With sudden intensity her white arm went up again and touched the mistletoe.

"Tell me the story of this!" she pleaded as though she demanded a right. As she spoke, her thumb and forefinger meeting on a spray, they closed and went through it like a pair of shears; and a bunch of the white pearls of the forest dropped on the ridge of her shoulder and were broken apart and rolled across her breast into her lap.

He looked grave; silence or speech—which were better for her? Either, he now saw, would give her pain.

"Happily the story is far away from us," he said, as though he were half inclined to grant her request.

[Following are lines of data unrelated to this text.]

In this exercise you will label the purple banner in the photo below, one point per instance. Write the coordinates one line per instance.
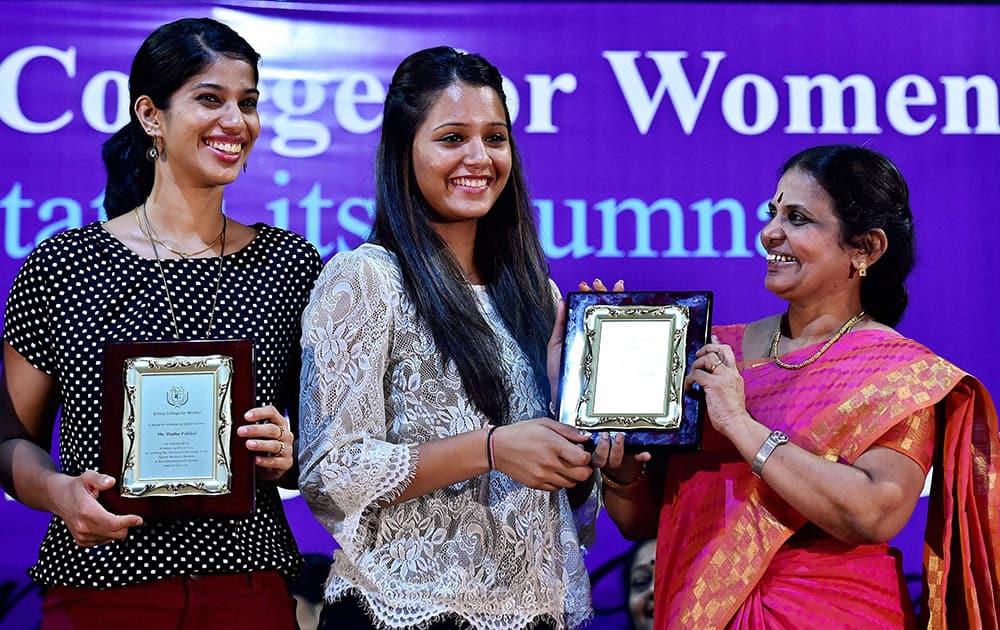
(651, 133)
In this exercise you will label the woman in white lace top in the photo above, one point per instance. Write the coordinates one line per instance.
(425, 448)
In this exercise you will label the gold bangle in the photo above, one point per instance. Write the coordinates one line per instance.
(610, 482)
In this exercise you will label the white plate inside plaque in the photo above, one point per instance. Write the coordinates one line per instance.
(633, 367)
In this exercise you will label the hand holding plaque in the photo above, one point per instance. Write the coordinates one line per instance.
(625, 356)
(169, 436)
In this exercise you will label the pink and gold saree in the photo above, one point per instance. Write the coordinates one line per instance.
(731, 553)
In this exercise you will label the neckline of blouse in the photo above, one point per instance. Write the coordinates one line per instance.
(249, 247)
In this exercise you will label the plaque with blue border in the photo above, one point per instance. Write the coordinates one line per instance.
(170, 410)
(625, 357)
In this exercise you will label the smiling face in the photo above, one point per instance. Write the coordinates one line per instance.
(210, 125)
(806, 259)
(461, 153)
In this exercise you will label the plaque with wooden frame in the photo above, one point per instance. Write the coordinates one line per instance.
(169, 415)
(625, 357)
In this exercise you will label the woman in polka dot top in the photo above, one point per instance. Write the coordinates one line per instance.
(168, 265)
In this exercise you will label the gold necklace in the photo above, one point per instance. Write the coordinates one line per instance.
(163, 276)
(849, 324)
(149, 231)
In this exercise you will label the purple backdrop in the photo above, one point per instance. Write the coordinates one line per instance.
(651, 134)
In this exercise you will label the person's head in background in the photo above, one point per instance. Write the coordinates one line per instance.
(870, 200)
(639, 571)
(449, 180)
(167, 61)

"If it is far away, bring it near! Bring it into the room as you brought the stories of the star and the candle and the cross and the dove and the others! Make it live before my eyes! Enact it before me! Steep me in it as you have steeped yourself!"

He held back a long time: "You who are so safe in good, why know evil?"

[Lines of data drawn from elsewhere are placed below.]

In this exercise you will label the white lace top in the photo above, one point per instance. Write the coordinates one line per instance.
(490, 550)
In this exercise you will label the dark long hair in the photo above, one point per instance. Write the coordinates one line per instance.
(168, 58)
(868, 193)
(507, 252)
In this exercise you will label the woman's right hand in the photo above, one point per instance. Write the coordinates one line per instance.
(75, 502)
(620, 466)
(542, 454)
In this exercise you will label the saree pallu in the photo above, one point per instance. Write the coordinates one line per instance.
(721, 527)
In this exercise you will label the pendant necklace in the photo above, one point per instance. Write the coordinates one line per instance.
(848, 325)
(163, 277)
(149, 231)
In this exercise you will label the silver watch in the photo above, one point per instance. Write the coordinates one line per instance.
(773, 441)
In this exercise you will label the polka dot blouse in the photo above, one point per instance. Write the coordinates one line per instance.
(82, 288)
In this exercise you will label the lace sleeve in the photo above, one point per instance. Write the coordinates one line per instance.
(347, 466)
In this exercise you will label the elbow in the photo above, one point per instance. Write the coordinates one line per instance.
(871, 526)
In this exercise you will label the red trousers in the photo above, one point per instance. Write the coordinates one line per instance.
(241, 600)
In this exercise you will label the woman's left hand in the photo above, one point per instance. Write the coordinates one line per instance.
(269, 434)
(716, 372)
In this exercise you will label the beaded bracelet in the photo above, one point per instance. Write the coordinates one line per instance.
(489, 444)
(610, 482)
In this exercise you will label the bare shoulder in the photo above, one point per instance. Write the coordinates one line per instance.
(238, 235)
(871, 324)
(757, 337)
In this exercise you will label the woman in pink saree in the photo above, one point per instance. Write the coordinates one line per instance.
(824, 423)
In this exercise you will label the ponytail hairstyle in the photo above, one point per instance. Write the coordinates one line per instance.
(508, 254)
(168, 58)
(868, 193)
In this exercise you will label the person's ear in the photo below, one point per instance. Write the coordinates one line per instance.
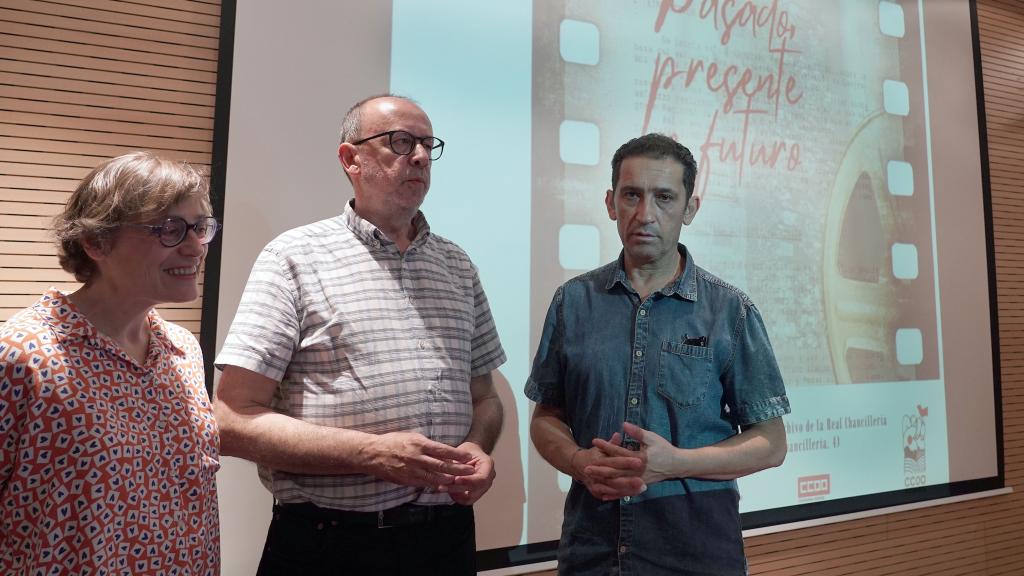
(96, 247)
(609, 203)
(691, 209)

"Frederick," she cried, "I shall have to insist upon your telling me this story. And if you should keep any part of it back, I would know. Then tell it all: if it is dark, let each shadow have its shade; give each heavy part its heaviness; let cruelty be cruelty—and truth be truth!"

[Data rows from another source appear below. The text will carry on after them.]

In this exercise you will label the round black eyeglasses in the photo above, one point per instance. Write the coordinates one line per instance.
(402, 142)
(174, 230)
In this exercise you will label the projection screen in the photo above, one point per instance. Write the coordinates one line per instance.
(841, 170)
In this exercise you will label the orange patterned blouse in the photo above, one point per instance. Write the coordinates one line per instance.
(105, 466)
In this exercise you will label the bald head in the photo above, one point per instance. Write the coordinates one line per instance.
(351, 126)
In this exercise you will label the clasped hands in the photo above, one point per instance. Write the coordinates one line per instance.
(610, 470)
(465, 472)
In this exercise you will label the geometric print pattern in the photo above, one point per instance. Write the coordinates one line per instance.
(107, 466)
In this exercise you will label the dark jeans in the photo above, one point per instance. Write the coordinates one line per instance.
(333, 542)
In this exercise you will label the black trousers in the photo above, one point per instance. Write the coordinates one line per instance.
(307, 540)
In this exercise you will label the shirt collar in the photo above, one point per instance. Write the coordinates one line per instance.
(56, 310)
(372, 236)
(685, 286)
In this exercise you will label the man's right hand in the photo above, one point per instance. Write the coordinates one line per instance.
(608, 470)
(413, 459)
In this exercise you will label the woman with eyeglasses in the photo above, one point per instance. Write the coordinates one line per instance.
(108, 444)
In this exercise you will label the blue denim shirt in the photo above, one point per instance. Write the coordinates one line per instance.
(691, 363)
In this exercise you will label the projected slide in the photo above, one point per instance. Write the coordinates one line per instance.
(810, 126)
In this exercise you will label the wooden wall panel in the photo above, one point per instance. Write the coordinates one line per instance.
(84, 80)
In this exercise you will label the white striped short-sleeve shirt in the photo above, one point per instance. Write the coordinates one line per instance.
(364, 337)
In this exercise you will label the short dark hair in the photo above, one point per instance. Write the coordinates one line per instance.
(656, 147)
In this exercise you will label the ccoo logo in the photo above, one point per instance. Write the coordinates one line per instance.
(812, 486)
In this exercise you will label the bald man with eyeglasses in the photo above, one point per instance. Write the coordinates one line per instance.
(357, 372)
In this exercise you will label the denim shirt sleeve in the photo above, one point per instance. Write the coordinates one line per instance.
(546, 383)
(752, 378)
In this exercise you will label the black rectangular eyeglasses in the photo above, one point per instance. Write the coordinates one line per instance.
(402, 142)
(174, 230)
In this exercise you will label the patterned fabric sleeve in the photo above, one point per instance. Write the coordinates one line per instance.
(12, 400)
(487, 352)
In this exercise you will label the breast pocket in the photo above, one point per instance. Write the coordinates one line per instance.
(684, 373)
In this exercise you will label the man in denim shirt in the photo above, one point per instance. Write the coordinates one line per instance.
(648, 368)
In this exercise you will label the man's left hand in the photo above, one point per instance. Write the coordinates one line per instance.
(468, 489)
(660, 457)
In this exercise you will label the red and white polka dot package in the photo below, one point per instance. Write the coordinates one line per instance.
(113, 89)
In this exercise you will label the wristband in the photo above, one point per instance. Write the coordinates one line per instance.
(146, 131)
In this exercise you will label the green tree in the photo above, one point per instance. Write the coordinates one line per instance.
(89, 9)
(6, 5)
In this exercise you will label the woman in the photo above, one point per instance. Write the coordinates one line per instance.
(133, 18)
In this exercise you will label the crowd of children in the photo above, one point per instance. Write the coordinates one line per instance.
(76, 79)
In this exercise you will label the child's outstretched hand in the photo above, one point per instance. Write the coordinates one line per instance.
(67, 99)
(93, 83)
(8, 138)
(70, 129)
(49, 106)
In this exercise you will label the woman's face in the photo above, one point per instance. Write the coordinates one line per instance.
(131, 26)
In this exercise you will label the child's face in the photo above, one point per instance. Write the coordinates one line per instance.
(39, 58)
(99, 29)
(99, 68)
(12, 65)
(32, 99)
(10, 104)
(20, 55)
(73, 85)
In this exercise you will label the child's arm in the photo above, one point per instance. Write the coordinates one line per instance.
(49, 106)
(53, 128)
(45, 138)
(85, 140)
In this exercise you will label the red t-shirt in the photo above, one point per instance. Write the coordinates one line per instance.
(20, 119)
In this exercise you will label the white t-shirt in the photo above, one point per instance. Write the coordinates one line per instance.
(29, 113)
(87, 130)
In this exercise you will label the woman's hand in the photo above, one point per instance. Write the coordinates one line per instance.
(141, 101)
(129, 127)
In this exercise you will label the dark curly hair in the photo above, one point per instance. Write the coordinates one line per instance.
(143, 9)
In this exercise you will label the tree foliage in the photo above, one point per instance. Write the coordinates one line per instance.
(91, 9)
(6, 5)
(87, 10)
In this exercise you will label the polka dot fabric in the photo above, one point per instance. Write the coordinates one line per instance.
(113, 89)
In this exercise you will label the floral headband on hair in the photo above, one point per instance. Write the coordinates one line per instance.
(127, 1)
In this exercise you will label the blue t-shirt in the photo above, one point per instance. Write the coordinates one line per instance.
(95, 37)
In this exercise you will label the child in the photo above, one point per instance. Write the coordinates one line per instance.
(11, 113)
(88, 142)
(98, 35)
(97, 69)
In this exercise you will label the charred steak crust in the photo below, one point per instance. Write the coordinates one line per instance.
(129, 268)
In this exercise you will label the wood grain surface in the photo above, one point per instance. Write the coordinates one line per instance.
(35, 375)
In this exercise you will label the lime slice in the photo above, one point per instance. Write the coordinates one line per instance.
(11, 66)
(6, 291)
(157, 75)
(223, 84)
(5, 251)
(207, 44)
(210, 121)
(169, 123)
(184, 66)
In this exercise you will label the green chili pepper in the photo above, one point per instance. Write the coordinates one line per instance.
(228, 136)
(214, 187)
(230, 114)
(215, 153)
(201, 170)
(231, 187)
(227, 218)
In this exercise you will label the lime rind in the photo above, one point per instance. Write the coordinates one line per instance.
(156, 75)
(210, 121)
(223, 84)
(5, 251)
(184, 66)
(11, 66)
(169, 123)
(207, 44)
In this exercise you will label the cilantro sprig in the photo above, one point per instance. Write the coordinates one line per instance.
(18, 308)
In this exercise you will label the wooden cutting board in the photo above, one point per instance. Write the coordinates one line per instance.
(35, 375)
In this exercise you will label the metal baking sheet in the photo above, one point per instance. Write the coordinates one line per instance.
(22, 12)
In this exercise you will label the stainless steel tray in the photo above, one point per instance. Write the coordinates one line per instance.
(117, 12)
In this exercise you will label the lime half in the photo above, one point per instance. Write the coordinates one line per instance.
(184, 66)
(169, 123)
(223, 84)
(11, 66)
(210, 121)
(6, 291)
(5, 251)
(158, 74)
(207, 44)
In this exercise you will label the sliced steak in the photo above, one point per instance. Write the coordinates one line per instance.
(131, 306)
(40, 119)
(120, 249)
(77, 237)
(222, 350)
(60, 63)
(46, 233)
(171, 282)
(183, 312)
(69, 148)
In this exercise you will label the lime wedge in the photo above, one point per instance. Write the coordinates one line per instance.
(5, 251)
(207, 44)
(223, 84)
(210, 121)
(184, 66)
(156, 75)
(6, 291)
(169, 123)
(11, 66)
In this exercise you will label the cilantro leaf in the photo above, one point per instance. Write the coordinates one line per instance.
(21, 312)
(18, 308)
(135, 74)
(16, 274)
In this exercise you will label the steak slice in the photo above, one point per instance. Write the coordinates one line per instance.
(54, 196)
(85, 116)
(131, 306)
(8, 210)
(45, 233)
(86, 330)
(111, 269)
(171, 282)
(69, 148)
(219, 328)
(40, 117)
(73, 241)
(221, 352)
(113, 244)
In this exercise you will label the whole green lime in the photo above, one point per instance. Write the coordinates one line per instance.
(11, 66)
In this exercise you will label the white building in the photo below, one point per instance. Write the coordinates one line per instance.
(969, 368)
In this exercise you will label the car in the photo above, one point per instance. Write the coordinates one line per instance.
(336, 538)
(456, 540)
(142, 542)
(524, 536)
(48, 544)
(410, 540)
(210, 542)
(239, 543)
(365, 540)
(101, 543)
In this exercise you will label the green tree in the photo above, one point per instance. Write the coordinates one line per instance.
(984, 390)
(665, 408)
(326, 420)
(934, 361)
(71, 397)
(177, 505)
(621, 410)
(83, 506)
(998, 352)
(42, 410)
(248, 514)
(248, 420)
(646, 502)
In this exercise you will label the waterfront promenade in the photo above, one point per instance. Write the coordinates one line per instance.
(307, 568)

He stood gazing across the centuries, and when he began, there was a change in him; something personal was beginning to intrude itself into the narrative of the historian:

"Imagine the world of our human nature in the last centuries before Palestine became Holy Land. Athens stood with her marbles glistening by the blue AEgean, and Greek girls with fillets and sandals—the living images of those pale sculptured shapes that are the mournful eternity of Art—Greek girls were being chosen for the secret rites in the temple at Ephesus. The sun of Italy had not yet browned the little children who were to become the brown fathers and mothers of the brown soldiers of Caesar's legions; and twenty miles south of Rome, in the sacred grove of Dodona,—where the motions of oak boughs were auguries, and the flappings of the wings of white doves were divine messages, and the tinkling of bells in the foliage had divine meanings,—in this grove the virgins of Latium, as the Greek girls of Ephesus, were once a year appointed to undergo similar rites. To the south Pompeii, with its night laughter and song sounding far out toward the softly lapping Mediterranean and up the slopes of its dread volcano, drained its goblet and did not care, emptied it as often as filled and asked for nothing more. A little distance off Herculaneum, with its tender dreams of Greece but with its arms around the breathing image of Italy, slept—uncovered.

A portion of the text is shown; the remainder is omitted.